On her third week in Ireland, Finn surprised her by suggesting they go to Paris for the weekend. She hadn’t thought of traveling in Europe while she was there, but she loved the idea. He made reservations at the Ritz for them, which was her favorite hotel, and that weekend they flew to Paris. They were going to London on the way back, which was perfect for her, since she wanted to meet with the photography curator at the Tate Modern, and called the day before they left to make an appointment. He was delighted at the prospect of meeting her.
Their time in Paris was everything they had hoped. The room at the Ritz was small but elegant, they walked miles all over Paris, and ate in wonderful old bistros on the Left Bank. They went to Nôtre Dame and Sacré Coeur, and poked around antiques shops, looking for things to take back to Blaxton House. The time they shared was magical, just as it had been so far everywhere else. But Paris seemed even more romantic and particularly special. The city was meant for that.
“I’ve never been so spoiled in my life.” She tried to pay for some of their dinners, but Finn wouldn’t let her. He had old-fashioned ideas about it, although he had let her pay for a few things for the house. She wished he would let her do more. His books did well, she knew, but he had a son to support and pay tuition for. He was putting Michael through college, and even without income taxes in Ireland, a house the size of Blaxton House was a major challenge to maintain and support. And life was expensive everywhere. She had so much money from Paul that she felt guilty not helping Finn more. She tried to explain it to him one day over lunch.
“I know it’s embarrassing to have me pitch in,” she said gently, “but I got this crazy huge settlement from Paul when we divorced. He had just sold his company, and with Mimi gone, neither of us has anything to do with our money. He spends most of his time on the boat. And I have hardly any expenses. Honestly, I wish you’d let me pay for things once in a while.”

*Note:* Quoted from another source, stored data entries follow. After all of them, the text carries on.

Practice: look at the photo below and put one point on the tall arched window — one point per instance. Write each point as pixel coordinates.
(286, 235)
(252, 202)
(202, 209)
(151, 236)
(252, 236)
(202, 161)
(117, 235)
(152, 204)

“That’s not my style,” Finn said firmly, and then wondered about something. “With Mimi gone, who are you going to leave your money to one day?” It was an odd question, but nothing was out of bounds between them. They had talked about everything, and she had thought of it herself. She had no living relatives except Paul, and he was sixteen years older than she was, and very sick. It was unlikely that he would outlive her, a thought that made her very sad. And all the money she had came from him. He had given her a staggering settlement in the divorce, over her protests, but he had insisted that he wanted her set for life, and whatever was left when he died, was coming to her too.
“I don’t know,” Hope said honestly, thinking about the money she would leave behind at the end of her life. “Dartmouth maybe, in honor of my father and Mimi. Or Harvard. I don’t have anyone to leave it to. It’s kind of an odd situation. I give away a fair amount every year now, to various philanthropic causes I care about. I set up a scholarship in Mimi’s name at Dartmouth, because she went to school there, and another one at the New York City Ballet.”